The King Of Khronos (Three)

        Calistha terus membungkam mulutnya dengan rapat agar ia tidak membuat kegaduhan dibalik semak-semak yang saat ini menjadi tempat persembunyiaanya. Wanita itu terus mengamati gerak-gerik pasukan Khronos dengan ngeri. Dari kejauhan, ia dapat melihat seorang pria dengan wajah yang sangat angkuh sedang berdiri di atas kudanya yang gagah sambil mengamati pasukannya satu persatu. Dalam sekali tebak, Calistha dapat menyimpulkan jika pria itu adalah raja Aiden, raja yang selama ini selalu menjadi buah bibir karena kekejamannya. Seketika darah Calistha menjadi mendidih mengingat betapa bengisnya pria itu selama ini. Pria itu dengan kejamnya telah memporak porandakan kerajaanya dan juga telah membunuh ayah ibunya, beserta seluruh saudarinya yang lain. Calistha mengepalkan tangannya kuat sambil meremas daun-daun kering yang ada di hadapannya hingga menimbulkan suara gemerisik yang nyaring. Tanpa diduga Aiden tiba-tiba telah berjalan mendekati semak-semak itu untuk melihat apa yang terjadi dibaliknya.  Semakin lama langkah Aiden semakin dekat ke arah semak-semak itu.
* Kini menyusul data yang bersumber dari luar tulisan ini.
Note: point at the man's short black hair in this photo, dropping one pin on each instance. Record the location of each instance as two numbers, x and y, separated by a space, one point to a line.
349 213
Dan di tengah kekalutan batin yang sedang melanda Calistha, tiba-tiba seseorang menyergapnya dari belakang dan membungkam mulutnya dengan sebuah kain agar Calistha tidak dapat berteriak-teriak. Sekuat tenaga Calistha terus memberontak karena ia merasa dirinya sedang terancam. Namun, orang yang saat ini sedang membekapnya tampak terus menyeretnya dengan susah payah untuk bersembunyi dibalik sebatang pohon besar yang jaraknya cukup jauh dari semak-semak sebelumnya. Ketika dirasa telah cukup aman, wanita itu segera melepaskan Calistha dari cengkeramannya sambil berdiri dengan ponggah di hadapan Calistha. Namun, setelahnya wanita itu langsung tersenyum manis ke arah Calistha dan mengulurkan tangannya pada Calistha untuk membantu wanita cantik itu berdiri.

        "Gazelle!" pekik Calistha tak percaya. Wanita itu segera menghambur ke dalam pelukan Gazelle sambil memekik gembira.

        "Gazelle, dimana yang lainnya? Kenapa perkemahannya hancur?"

        Gazelle melepaskan pelukan Calistha dengan sedih sambil mendudukan dirinya di atas batu hitam yang sudah mulai lapuk. Sembari meluruskan kakinya yang pegal, Gazelle mulai menceritakan semuanya pada Calistha, semua hal mengerikan yang baru saja terjadi pada dirinya dan juga kaumnya yang lain.

        "Sebagian dari kami mati, dan yang berhasil selamat, mereka saat ini tengah bersembunyi. Bangsa Khronos, ia akan menyerang kerajaan Hora besok pagi. Mereka semua akan segera menghancurkan kerajaan damai ini." erang Gazelle frustrasi sambil menelungkupkan kepalanya di atas lututnya yang sedikit lecet. Calistha yang mendengarkan hal itu hanya mampu membungkam mulutnya tak percaya sambil memandang cemas pada kastil kerajaan Hora yang tampak terlihat samar-samar dari tempatnya berdiri. Seketika pikiran Calistha langsung tertuju pada Max. Jika besok pagi kerajaan Khronos akan menyerang kerajaan Hora, maka Max dalam bahaya.

        "Kenapa mereka datang ke kerajaan Hora? Lalu, bagaimana dengan Erika, apa ia baik-baik saja?"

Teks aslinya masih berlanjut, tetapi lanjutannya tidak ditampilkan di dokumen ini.